M'è sempre andata bene, tant'è che sono qui a raccontarla.

… E i muscoli di Mondazzoli

Al telefono l'ho sentito molto sereno, il capitano. Ottimista. E' convinto che ne usciremo anche stavolta. Le burrasche, mi ha detto, uniscono chi le deve affrontare, rafforzano lo spirito di collaborazione e tirano fuori il meglio di ognuno. Si aspetta molto dall'incontro di oggi con gli altri “saggi” e con il sindaco e Appendino. E dall'ascolto di altri ancora, ha aggiunto.
Non sembra preoccupato dallo scisma dei grandi editori. Li considera, mi pare, giganti che ormai hanno i piedi d'argilla. Mondazzoli e compari mostrano i muscoli, perché non possono mostrare conti entusiasmanti. E con buona pace del Motta che parla di una decisione “presa già a febbraio”, uno dei “ribelli” ha di recente confessato (in privato) che sarebbero rimasti di buon grado a Torino se alla fine del Salone 2016 gli avessero prospettato una governance certa e degna di questo nome (c'est à dire un presidente credibile e un nuovo direttore all'onor del mondo).
Ad ogni modo, mi dice il capitano, non c'è bisogno di loro e dei loro stand: gli autori verranno comunque, se il Salone sarà allettante ai loro occhi; e i libri li venderanno – e magari con uno sconticino – le librerie torinesi, un'altra forza su cui il Salone può e deve (finalmente) contare assai.
In compenso, il capitano ha fiducia nel contributo degli editori fedeli, quelli usciti dall'Aie o comunque decisi a sostenere Torino. Che non sono, mi fa notare, soltanto “piccoli” editori; sono innanzitutto editori di qualità, e spesso di peso. Ci vuole una bella approssimazione a definire “piccoli” marchi come Feltrinelli o Laterza.
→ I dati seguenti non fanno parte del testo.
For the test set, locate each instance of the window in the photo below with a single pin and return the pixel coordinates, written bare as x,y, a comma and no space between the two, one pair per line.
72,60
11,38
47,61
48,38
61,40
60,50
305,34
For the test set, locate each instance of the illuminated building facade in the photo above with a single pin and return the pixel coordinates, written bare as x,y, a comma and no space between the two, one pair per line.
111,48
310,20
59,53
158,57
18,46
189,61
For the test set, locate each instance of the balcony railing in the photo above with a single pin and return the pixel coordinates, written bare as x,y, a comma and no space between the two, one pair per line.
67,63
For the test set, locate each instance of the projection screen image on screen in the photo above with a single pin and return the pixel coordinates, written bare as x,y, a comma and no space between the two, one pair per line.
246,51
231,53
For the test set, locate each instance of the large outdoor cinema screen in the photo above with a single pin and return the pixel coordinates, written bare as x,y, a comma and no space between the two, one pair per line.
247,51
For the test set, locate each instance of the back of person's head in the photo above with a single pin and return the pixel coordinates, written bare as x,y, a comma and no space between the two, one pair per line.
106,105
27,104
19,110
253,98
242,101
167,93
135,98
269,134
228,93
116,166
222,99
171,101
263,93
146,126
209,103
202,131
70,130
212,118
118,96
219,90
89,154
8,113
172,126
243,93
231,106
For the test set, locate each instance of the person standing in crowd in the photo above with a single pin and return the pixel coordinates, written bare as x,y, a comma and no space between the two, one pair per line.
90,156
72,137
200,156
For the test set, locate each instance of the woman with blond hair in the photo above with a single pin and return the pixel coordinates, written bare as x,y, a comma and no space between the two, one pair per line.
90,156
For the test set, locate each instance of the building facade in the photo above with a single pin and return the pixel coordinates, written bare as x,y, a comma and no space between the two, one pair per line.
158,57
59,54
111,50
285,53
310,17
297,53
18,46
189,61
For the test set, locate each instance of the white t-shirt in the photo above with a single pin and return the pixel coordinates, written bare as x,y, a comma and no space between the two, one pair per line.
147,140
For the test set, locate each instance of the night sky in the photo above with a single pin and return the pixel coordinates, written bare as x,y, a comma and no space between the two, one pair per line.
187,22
Per non dir di Einaudi, la cui fedeltà alla linea Mondazzoli-Gems-Motta è tutt'altro che convinta.
Insomma, la burrasca vista con gli occhi del capitano c'è, ma fa meno paura.
Quali saranno le manovre e la rotta per uscirne, e se alla fine ci salveremo dal naufragio, al momento non si sa. Il consulto di oggi in Comune servirà per confrontare le idee.
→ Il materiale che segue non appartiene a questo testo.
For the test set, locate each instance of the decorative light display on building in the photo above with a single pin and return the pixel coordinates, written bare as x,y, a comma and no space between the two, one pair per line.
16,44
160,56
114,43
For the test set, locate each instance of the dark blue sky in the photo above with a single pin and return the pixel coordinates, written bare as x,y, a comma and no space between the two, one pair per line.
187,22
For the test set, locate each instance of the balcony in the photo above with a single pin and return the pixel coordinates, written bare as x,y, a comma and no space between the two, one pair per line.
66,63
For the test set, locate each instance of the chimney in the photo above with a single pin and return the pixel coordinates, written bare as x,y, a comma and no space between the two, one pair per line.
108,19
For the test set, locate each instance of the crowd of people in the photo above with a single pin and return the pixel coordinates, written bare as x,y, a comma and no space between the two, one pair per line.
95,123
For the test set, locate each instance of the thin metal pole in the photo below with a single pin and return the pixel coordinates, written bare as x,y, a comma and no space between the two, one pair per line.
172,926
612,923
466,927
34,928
Dentro o fuori? La variabile del Lingotto

Le idee, già. Sono tante, ma in sintesi si possono riassumere in due visioni: una ancora “Lingottocentrica”, pur con tutte le aperture del caso al territorio; e un'altra che guarda all'esempio del Salone del Gusto per diffondere il Salone nella città, trasformando i portici in “padiglioni” espositivi (come già accade a Portici di carta) e portando gli incontri con i grandi autori – quelli che andavano nelle varie sale Gialla, Rossa, Blu eccetera – negli spazi aulici offerti da Palazzo Madama, Mole, Musei Reali, Regio, Carignano, Egizio e altre meraviglie.

Un comandante deve stare in mare


Stasera sapremo qualcosa di più. Intanto, mi giungono conferme sui nomi dei convocati: salvo sorprese e novità dell'ultima ora i primi “saggi” chiamati a consulto in effetti saranno Ernesto Ferrero, Massimo Gramellini, Carlo Ossola, Giorgio Ficara, Massimo Bray, Marco Pautasso. E pazienza se qualche irriducibile al sicuro dietro la sua tastiera blatererà di “soliti nomi” e “sistema Torino”. In questo va riconosciuto a Paolo&Chiara un rispettabile pragmatismo. Perché con il mare piatto sono tutti capitani coraggiosI; ma quando l'onda sale e la nave imbarca acqua, chi tiene alla pelle è più tranquillo se al timone c'è un capitano che Capo Horn lo ha già visto di persona, e non soltanto su Google Maps.

Commenti

  1. Il 20 settembre 1913, in occasione delle feste centenarie in onore di Gianbattista Bodoni, al Borgo Medievale fu inaugurato il Museo Nazionale del Libro. Le sue sorti furono affidate alle cure di apposita Commissione Ordinatrice, nominata dall'allora Sindaco conte Teofilo Rossi, il quale ne assunse la presidenza onoraria.

    E se il Salone del Libro 2017 assumesse la forma di Salone diffuso coinvolgendo quindi anche il Borgo Medievale visti gli illustri precedenti?